Plusieurs personnes neuroatypiques vont avoir des préférences, donc on ne peut pas vraiment généraliser. L’idée, c’est d’être ouvert, explique M. Prévost.

Tout bon gestionnaire devrait se préoccuper de son personnel et essayer de lui offrir des conditions de travail pertinentes. Si on regarde, il y a plein d'accommodements qui existent sur le marché du travail.

Martin Prévost, directeur de l'accompagnement chez Neuro Plus

Pour Marilyn Briand, gestionnaire en acquisition de talents chez Ubisoft, la flexibilité de cette entreprise en ce qui a trait à ses espaces de travail accroît le sentiment de bien-être des employés, tant chez les neurotypiques que chez les neuroatypiques.

Avoir des bureaux flexibles [...] m'a permis de choisir la lumière qui était adéquate pour moi, de m'éloigner de la fenêtre et de choisir un espace qui me convient mieux. Au contraire, j'ai des personnes qui aiment être dans le vif de l'action, mais elles peuvent choisir un espace de travail qui est un petit peu plus proche de l'action. Donc, on mise vraiment sur la flexibilité pour s'ajuster aux besoins individuels, explique-t-elle.

L'importance de l'intégration

Pour Mme Briand, les personnes neuroatypiques apportent une plus-value en matière de créativité et d’innovation au sein de l’entreprise, d'où l'importance de les intégrer adéquatement.

Quand on parle de neurodiversité, on parle de personnes qui réfléchissent d'une manière différente, qui ne réfléchissent pas de la manière typique.
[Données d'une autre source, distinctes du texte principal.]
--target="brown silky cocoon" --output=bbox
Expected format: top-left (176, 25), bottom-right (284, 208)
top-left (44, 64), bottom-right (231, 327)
Et c'est ce dont on a besoin, précise-t-elle au sujet de leur importance dans le secteur des jeux vidéo et des technologies.

Même son de cloche de la part d'Hélène Lafleur, gestionnaire au service à la clientèle et au soutien technique au Conseil des écoles publiques de l'Est de l'Ontario, qui souligne l’apport des personnes neuroatypiques pour l’employeur. Elle précise toutefois que son milieu de travail a dû s’adapter afin de permettre une intégration réussie pour les personnes neuroatypiques.

On a été obligés de se restructurer dans nos processus et dans nos procédures. On n'a pas beaucoup de choses écrites au niveau des procédures dans notre secteur et il fallait vraiment les écrire étape par étape. Il ne faut pas avoir peur [des personnes atypiques] : ce sont tellement de beaux contacts humains et de belles occasions de rencontres.

Mme Briand insiste aussi sur l’importance de la flexibilité afin de répondre aux besoins de socialisation de chaque employé. Il y a des individus qui ont besoin de la socialisation, et si personne n'est au bureau, on ne répondrait pas à ce besoin de socialisation nécessairement. Je pense qu'en misant sur un milieu hybride [...], on est capables de répondre aux besoins de chacun.

Il faut penser à explorer avec la personne [neurodivergente] elle-même quels sont les moyens et les stratégies qui feraient en sorte qu'elle se sentirait mieux au travail [et miser sur] l'importance d'ouvrir un dialogue, de communiquer avec la personne, conclut Mme Desormeaux-Moreau.